Performansın uygulamaları esasta mühendisleri hedefliyor. Beraberinde çalışan sayısının azalması ve iş kaleminin artması ile birçok sorun yaşayan mühendisler “aylık karneleri” ile de ayrı olarak değerlendiriliyor. Sözde sayısal veriler istense de, emek gücünü aşan hedeflerin bulunması mühendisleri büyük bir stresin içine sokuyor. Mevcut çalışma saatleri dışında “mesai ücreti” de talep edemeden iş süreleri uzatılıyor. Cumartesi çalışması ve akşam 2-3 saat daha ofiste kalmak yönetici mühendisler tarafından alt kadrodaki mühendislere dayatılıyor. İŞKUR sözleşmesi ve uygulaması mühendisleri de kapsar hale geldikçe mevcut mühendislerin pozisyonunu da değiştirecektir. Bu durum kadrolu mühendisi de angaryaya ve mevcut iş saatleri içinde alabileceği yükün üzerinde çalışmaya zorlayacaktır.

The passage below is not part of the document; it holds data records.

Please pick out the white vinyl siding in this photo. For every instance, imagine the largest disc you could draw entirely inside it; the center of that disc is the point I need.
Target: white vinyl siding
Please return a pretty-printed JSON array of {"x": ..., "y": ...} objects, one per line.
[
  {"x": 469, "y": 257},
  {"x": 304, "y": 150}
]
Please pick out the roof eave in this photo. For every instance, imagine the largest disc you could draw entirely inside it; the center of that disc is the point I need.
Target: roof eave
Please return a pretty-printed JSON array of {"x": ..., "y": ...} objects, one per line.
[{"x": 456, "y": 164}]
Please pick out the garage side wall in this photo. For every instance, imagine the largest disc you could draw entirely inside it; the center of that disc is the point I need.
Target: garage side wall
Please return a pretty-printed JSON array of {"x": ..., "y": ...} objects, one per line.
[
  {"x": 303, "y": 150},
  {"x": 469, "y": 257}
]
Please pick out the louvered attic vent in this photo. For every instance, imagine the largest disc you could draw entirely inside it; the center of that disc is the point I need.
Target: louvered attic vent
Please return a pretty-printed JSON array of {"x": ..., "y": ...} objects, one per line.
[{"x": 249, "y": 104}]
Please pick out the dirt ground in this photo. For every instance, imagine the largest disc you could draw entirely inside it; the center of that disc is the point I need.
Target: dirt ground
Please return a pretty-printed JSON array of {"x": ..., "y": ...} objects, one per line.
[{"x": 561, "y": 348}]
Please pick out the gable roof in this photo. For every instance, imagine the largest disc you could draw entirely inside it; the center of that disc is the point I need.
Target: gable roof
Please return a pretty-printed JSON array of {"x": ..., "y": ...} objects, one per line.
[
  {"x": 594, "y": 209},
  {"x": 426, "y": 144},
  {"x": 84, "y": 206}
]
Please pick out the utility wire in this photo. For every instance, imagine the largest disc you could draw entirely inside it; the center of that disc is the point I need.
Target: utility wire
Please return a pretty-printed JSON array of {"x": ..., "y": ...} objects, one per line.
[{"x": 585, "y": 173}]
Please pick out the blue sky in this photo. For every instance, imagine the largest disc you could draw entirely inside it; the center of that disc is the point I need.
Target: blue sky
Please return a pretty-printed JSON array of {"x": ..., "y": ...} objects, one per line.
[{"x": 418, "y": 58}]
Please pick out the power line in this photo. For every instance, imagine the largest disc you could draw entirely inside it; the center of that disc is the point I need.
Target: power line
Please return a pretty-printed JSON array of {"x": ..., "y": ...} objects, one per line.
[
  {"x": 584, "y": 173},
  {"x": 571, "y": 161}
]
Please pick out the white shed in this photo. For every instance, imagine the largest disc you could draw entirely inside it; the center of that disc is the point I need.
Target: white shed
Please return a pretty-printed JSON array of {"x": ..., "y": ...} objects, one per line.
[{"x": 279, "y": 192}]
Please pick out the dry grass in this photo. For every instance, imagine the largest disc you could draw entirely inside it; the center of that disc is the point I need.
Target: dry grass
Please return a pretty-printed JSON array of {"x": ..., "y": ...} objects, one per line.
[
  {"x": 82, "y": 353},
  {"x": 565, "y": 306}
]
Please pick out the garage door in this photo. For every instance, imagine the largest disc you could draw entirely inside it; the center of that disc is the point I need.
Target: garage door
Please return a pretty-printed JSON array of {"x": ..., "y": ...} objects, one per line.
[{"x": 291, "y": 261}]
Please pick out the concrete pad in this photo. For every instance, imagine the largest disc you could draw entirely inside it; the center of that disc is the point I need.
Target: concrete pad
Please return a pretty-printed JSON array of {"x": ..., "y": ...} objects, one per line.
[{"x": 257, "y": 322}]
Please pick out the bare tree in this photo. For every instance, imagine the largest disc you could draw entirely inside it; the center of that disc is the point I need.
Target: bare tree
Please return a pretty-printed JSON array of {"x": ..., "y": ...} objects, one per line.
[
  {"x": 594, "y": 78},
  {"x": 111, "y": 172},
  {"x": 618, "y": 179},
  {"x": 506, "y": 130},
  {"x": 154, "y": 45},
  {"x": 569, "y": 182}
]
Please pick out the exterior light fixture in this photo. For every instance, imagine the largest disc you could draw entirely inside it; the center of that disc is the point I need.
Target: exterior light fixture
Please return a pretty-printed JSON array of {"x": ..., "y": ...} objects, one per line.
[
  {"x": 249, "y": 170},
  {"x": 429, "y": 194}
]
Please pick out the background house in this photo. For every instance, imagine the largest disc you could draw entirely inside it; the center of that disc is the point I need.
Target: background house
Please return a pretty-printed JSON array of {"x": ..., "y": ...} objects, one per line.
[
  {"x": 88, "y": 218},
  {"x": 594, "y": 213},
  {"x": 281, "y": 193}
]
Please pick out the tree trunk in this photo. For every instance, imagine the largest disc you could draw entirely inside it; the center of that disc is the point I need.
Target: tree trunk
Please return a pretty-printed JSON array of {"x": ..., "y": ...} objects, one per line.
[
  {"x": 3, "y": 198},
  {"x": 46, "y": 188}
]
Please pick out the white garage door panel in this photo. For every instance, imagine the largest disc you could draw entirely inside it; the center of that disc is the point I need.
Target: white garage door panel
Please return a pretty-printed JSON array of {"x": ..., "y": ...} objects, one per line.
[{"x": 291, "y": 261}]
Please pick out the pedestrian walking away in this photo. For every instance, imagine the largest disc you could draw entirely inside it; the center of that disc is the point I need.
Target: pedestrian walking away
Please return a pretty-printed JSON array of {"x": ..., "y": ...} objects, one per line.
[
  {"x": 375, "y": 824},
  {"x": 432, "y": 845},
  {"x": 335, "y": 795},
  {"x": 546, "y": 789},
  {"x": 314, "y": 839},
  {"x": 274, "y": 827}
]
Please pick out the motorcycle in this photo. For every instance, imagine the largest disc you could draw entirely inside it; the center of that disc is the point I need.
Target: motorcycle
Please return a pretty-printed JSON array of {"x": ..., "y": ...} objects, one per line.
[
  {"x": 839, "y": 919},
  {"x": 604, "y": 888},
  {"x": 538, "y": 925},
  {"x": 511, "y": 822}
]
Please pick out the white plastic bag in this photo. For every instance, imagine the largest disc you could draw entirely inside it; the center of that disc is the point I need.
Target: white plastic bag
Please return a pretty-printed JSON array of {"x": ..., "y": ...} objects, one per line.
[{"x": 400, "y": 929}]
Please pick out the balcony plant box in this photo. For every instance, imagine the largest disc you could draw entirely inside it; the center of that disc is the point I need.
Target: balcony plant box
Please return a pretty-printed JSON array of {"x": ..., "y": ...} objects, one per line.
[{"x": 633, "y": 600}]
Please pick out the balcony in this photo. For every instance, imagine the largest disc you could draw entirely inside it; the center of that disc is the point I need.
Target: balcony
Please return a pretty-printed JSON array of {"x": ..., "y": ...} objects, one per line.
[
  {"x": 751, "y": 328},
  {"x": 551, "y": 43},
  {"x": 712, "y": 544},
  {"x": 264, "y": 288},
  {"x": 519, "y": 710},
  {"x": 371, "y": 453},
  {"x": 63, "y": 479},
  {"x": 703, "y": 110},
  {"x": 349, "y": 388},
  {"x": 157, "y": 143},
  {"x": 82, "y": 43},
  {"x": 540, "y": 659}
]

Mühendisler, oda üyeliğine sahiptir. Şirket bunu oda seçimlerinde gerici mühendislerin desteklenmesi için de değerlendiriyor. Enteresandır ki “mühendis için daha iyi özlük hakları” gibi bir içerikle oda yönetimine aday olan Türk Telekom müdürleri, iş kendi personeline gelince performans uygulamasını ve angaryayı hak olarak görebiliyor. Türk Telekom emekçisi mühendisler, oda ile bağlarını güçlendirerek ücretli-işsiz mühendisler komisyonlarını daha işler hale getirmeli ve performans uygulamaları, İŞKUR sözleşmesi gibi başlıkları tüm mühendisler adına tartışmaya açmalıdır. Şirket içindeki tartışmalara da pozisyonu gereği çekimser kalması hiçbir anlam taşımıyor. Maaş ve diğer şartların farklı olması ya da unvan alabilmek gibi “tartışmalı kazanımlar” mühendisleri farklı kılmamalı, kılmıyor da. Emeğinin sömürüldüğü gerçeğini gizleyemiyor. Mühendisler bulundukları konumlarında kilit rolünü keşfederek birliğinin karşılığını en hızlı alabilecek pozisyondalar.

- Son söz olarak eklemek istediğiniz bir konu var mı?

Türk Telekom’daki tüm emekçiler şu talepler etrafında birleşmeli:

* Performans uygulamaları, aylık değerlendirmeler kaldırılmalı!

* Taşeron çalışma yasaklanmalı, tüm çalışanlara iş güvencesi ve örgütlenme hakkı verilmeli!

* Haber-İş’te sendika ağalığına hayır!

Bu talepleri kazanmak elbette Türk Telekom içindeki tüm işçi-emekçilerin birlikte mücadelesinden ve örgütlenmesinden geçiyor. Hakların talep etmekle alınmadığı gerçeğini iyi biliyoruz. Zorlu bir mücadele içindeyiz.